# Introduction to Crypto Forecasting

On-going work.

In [None]:
import gresearch_crypto
import pandas as pd
import numpy as np
import os

import time
from datetime import datetime

import matplotlib.pyplot as plt
import seaborn as sns

pd.options.display.max_rows = 999
%config InlineBackend.figure_format = 'retina'

for dirname, _, filenames in os.walk('/kaggle/input'):
    for filename in filenames:
        print(os.path.join(dirname, filename))

### Training data is in the competition dataset as usual

In [None]:
dtype={'Asset_ID': 'int8', 'Count': 'int32', 'row_id': 'int32', 'Count': 'int32',
       'Open': 'float32', 'High': 'float32', 'Low': 'float32', 'Close': 'float32',
       'Volume': 'float32', 'VWAP': 'float32'}

train_df = pd.read_csv('../input/g-research-crypto-forecasting/train.csv', low_memory=False, dtype=dtype)
asset_details = pd.read_csv('../input/g-research-crypto-forecasting/asset_details.csv')

In [None]:
# auxiliary function, from datetime to timestamp
totimestamp = lambda s: np.int32(time.mktime(datetime.strptime(s, "%d/%m/%Y").timetuple()))

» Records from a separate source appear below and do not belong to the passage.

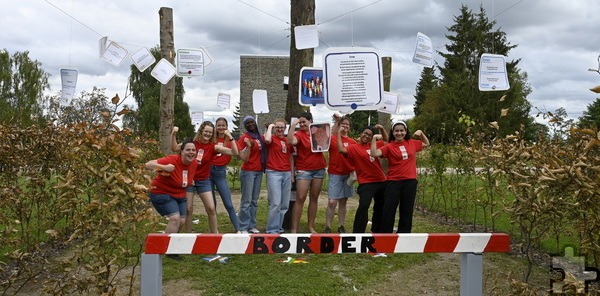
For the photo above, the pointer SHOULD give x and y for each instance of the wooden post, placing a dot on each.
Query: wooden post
(385, 119)
(167, 91)
(302, 12)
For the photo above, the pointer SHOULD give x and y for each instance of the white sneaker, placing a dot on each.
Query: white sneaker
(351, 179)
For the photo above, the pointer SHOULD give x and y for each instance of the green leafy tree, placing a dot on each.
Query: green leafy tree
(591, 116)
(86, 108)
(22, 85)
(146, 92)
(440, 108)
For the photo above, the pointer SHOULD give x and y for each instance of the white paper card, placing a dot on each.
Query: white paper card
(190, 62)
(389, 103)
(68, 79)
(223, 101)
(102, 46)
(143, 59)
(423, 51)
(320, 137)
(306, 37)
(260, 102)
(197, 118)
(163, 71)
(492, 72)
(114, 53)
(353, 78)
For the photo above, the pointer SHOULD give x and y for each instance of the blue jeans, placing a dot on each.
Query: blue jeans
(249, 204)
(218, 177)
(279, 188)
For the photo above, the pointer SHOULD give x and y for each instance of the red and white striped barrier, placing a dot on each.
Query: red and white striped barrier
(471, 246)
(189, 243)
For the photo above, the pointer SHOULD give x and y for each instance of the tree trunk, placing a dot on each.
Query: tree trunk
(302, 13)
(385, 119)
(167, 91)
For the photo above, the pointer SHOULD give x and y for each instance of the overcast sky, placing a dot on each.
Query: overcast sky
(557, 40)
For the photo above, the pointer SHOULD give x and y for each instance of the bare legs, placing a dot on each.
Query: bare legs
(209, 206)
(331, 204)
(312, 188)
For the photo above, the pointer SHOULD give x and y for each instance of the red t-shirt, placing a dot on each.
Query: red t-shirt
(279, 154)
(222, 159)
(402, 159)
(175, 182)
(338, 163)
(306, 159)
(368, 169)
(253, 164)
(204, 155)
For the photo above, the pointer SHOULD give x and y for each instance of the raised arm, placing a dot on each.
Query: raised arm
(154, 165)
(291, 138)
(174, 146)
(336, 124)
(375, 152)
(341, 148)
(244, 154)
(383, 132)
(269, 133)
(233, 151)
(419, 135)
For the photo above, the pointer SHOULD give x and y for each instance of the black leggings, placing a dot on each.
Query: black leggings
(401, 195)
(367, 192)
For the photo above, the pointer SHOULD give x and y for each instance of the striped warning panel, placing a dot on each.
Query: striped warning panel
(191, 243)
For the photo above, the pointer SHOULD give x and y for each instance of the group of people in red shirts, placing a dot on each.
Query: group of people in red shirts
(201, 165)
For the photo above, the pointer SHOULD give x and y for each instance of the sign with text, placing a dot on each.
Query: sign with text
(353, 78)
(423, 51)
(68, 79)
(197, 118)
(492, 72)
(143, 59)
(190, 62)
(223, 101)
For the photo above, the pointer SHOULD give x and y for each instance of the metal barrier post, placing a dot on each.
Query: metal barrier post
(471, 274)
(151, 275)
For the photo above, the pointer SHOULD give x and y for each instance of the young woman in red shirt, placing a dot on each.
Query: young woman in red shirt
(401, 187)
(206, 151)
(310, 171)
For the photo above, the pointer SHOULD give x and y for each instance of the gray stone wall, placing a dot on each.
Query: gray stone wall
(263, 72)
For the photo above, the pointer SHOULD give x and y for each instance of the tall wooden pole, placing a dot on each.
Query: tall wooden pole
(167, 91)
(302, 12)
(385, 119)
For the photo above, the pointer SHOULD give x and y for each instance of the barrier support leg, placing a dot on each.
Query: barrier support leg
(151, 275)
(471, 274)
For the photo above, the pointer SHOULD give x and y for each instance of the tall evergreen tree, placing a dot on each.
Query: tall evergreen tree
(22, 85)
(427, 82)
(458, 95)
(146, 92)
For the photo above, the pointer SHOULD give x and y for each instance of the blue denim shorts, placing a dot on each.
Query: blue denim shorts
(167, 205)
(311, 174)
(338, 187)
(200, 186)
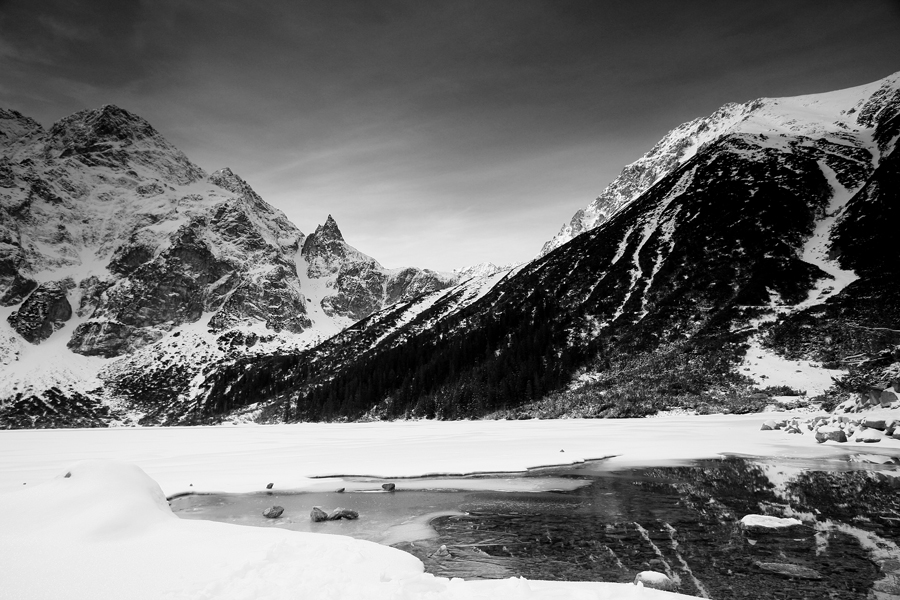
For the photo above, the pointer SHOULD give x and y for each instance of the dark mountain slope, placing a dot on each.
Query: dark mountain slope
(658, 302)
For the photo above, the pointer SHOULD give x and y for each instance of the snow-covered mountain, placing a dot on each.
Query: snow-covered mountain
(114, 244)
(764, 249)
(831, 117)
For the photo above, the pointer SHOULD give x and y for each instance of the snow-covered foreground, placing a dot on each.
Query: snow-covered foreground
(83, 513)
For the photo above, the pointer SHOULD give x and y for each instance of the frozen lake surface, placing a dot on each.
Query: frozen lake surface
(102, 526)
(592, 523)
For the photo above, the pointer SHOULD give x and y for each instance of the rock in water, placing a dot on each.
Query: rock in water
(790, 570)
(763, 523)
(828, 432)
(869, 436)
(343, 513)
(652, 579)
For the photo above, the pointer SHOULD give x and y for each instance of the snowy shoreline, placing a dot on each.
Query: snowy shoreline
(245, 458)
(83, 513)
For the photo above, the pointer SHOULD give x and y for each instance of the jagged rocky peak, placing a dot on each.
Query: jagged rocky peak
(325, 249)
(15, 126)
(229, 180)
(113, 137)
(329, 231)
(87, 128)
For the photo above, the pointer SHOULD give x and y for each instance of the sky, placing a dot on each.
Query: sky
(438, 134)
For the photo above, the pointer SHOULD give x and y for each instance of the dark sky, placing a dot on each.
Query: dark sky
(438, 134)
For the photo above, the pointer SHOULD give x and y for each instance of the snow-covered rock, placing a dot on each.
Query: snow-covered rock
(113, 243)
(768, 522)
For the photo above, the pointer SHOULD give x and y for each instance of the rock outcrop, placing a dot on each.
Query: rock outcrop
(44, 311)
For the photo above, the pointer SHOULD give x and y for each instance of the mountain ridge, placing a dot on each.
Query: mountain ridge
(112, 238)
(670, 302)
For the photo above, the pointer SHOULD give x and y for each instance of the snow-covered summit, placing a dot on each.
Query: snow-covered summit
(113, 242)
(842, 116)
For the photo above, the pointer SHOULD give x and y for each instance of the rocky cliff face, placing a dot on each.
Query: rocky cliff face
(112, 240)
(771, 241)
(357, 285)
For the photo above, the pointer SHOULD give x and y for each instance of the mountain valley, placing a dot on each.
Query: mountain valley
(138, 289)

# define function to compute log returns
def log_return(series, periods=1):
    return np.log(series).diff(periods=periods)

# Asset Details

In [None]:
len(train_df.Asset_ID.unique())

In [None]:
asset_details

# time stamps

In [None]:
len(train_df.timestamp.unique())

In [None]:
print("min date", datetime.fromtimestamp(min(train_df.timestamp.unique())))
print("max date", datetime.fromtimestamp(max(train_df.timestamp.unique())))

In [None]:
plt.plot(np.diff(train_df.timestamp.unique()))

In [None]:
esp = train_df.timestamp.unique()[np.insert(np.diff(train_df.timestamp.unique())>60,False,0)]
val = np.diff(train_df.timestamp.unique())[np.diff(train_df.timestamp.unique())>60]

pd.DataFrame({'day':[datetime.fromtimestamp(timestamp).strftime("%d/%m/%y") for timestamp in esp],'delta':val}).groupby('day').agg([np.size,np.mean])

In [None]:
esp = train_df.timestamp.unique()[np.insert(np.diff(train_df.timestamp.unique())>120,False,0)]
val = np.diff(train_df.timestamp.unique())[np.diff(train_df.timestamp.unique())>120]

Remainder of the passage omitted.